第77回アカデミー作品賞~~Make my day、クリント

77 ミリオンダラー・ベイビー

 ≪感想 (※ラストに少し言及)≫
 ボクシングものとしては語りつくされた題材にやりつくされたキャラクター。悲劇的な結末は予想できたのだが、転換点となるアクシデント以降は意外な展開の連続。
 ただしほとんど心に響かなかった。74歳監督の老人目線ばかりで、「30女」 の焦燥感や諦念が伝わらない。ヒロインに感情移入させる内面の掘り下げが足りないので、ただ「かわいそうにねぇ」で終わった。どこかの誰かが「不幸の押し売り」と評していたが、なるほどその通りだ。
 (だからラストの決断も、主人公の勝手な思い込みでおセンチに「逃げた」だけに見える。政治・宗教は関係ない。)
 人望のあるビッグネームが作ったシリアス極まる物語なので、こういう賞獲りには強いのだろう。

 オスカー度/★☆☆
    満足度/★☆☆



 『ミリオンダラー・ベイビー (2004米)』

 監督/クリント・イーストウッド
 主演/クリント・イーストウッド (フランキー)
      ヒラリー・スワンク (マギー・フィッツジェラルド)
      モーガン・フリーマン (“スクラップ”エディ)

 ≪あらすじ≫
 昔かたぎの老ボクシング・トレーナー、フランキーのもとに、三十路を過ぎたマギーという女が弟子入りを志願してくる。
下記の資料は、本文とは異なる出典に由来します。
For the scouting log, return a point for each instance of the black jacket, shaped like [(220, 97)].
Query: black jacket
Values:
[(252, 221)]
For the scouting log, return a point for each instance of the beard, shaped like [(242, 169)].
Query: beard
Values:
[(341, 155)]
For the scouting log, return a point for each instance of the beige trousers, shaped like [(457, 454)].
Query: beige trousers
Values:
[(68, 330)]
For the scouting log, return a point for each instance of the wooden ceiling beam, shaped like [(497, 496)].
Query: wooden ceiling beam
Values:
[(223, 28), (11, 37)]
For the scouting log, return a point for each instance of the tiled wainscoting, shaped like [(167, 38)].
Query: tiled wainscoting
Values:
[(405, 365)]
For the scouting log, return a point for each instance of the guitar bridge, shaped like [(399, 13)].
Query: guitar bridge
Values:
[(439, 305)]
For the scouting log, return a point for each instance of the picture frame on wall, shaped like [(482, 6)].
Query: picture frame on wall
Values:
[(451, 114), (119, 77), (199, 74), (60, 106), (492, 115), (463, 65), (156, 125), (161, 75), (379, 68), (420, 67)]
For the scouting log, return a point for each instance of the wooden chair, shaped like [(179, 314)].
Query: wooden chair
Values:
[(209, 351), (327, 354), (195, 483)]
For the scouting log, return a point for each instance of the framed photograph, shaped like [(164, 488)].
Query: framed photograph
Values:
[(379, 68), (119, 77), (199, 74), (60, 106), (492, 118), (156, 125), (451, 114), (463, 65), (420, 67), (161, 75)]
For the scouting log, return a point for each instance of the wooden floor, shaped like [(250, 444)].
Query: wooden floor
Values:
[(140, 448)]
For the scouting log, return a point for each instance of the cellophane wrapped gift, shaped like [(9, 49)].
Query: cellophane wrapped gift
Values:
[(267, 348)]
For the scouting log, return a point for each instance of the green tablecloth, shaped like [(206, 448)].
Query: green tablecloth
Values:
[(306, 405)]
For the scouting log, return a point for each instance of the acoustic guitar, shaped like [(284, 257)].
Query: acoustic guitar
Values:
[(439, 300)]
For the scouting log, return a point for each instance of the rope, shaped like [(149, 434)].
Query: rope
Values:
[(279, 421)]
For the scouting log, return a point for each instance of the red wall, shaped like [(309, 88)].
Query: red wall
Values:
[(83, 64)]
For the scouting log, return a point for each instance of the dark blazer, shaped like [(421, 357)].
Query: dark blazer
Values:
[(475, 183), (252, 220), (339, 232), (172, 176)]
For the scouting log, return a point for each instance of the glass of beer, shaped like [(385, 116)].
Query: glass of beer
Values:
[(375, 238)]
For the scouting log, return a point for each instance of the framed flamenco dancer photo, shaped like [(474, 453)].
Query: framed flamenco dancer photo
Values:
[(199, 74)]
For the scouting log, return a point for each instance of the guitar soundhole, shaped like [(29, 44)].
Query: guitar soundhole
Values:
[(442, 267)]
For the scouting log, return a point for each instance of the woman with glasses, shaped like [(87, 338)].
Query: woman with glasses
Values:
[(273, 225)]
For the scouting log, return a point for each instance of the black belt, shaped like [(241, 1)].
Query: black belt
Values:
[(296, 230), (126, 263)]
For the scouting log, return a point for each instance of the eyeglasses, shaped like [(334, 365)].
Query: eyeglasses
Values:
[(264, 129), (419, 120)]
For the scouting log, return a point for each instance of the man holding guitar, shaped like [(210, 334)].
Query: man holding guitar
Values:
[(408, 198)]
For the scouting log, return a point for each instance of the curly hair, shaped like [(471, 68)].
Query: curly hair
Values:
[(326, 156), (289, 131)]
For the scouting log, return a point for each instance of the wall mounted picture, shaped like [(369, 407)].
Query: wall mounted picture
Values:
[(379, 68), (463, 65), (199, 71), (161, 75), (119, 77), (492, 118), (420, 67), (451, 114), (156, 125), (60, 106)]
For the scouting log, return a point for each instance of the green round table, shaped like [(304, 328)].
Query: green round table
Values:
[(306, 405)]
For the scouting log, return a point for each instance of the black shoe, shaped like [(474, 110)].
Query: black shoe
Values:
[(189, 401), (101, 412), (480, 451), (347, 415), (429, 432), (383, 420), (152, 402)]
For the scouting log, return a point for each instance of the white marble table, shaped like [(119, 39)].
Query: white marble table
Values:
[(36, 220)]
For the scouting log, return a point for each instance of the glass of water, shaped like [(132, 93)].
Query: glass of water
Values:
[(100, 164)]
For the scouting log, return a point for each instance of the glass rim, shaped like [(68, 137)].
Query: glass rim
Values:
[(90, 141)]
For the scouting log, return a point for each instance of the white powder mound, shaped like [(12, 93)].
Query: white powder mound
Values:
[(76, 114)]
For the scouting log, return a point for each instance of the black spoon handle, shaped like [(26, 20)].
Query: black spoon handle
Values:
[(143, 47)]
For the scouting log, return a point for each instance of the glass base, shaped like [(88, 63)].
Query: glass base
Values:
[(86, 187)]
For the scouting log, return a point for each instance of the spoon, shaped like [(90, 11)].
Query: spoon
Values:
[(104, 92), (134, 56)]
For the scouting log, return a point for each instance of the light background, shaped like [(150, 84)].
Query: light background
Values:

はじめは「女ボクサーなど」と門前払いにするフランキーだったが、劣悪な境遇から脱するため、ボクシングに人生最後の望みを賭けるマギーの熱意に折れる。
 こうしてフランキーの指導の下で才能を開花させ、連勝街道を走るマギーだったが・・・。

 ≪解説≫
 女性ボクサーと老トレーナーの絆とその悲劇。
 作中で扱われる「尊厳死」は、その賛否をめぐって大きな物議をかもした。(政治・宗教面からの反発はもちろん、それ以前に思想そのものがない描き方にも。)



 ≪受賞≫
 アカデミー作品、監督、主演女優(H・スワンク)、助演男優賞(M・フリーマン)の計4部門受賞。(候補7部門中)
 (他の作品賞候補 『アビエイター』 『ネバーランド』 『Ray/レイ』 『サイドウェイ』)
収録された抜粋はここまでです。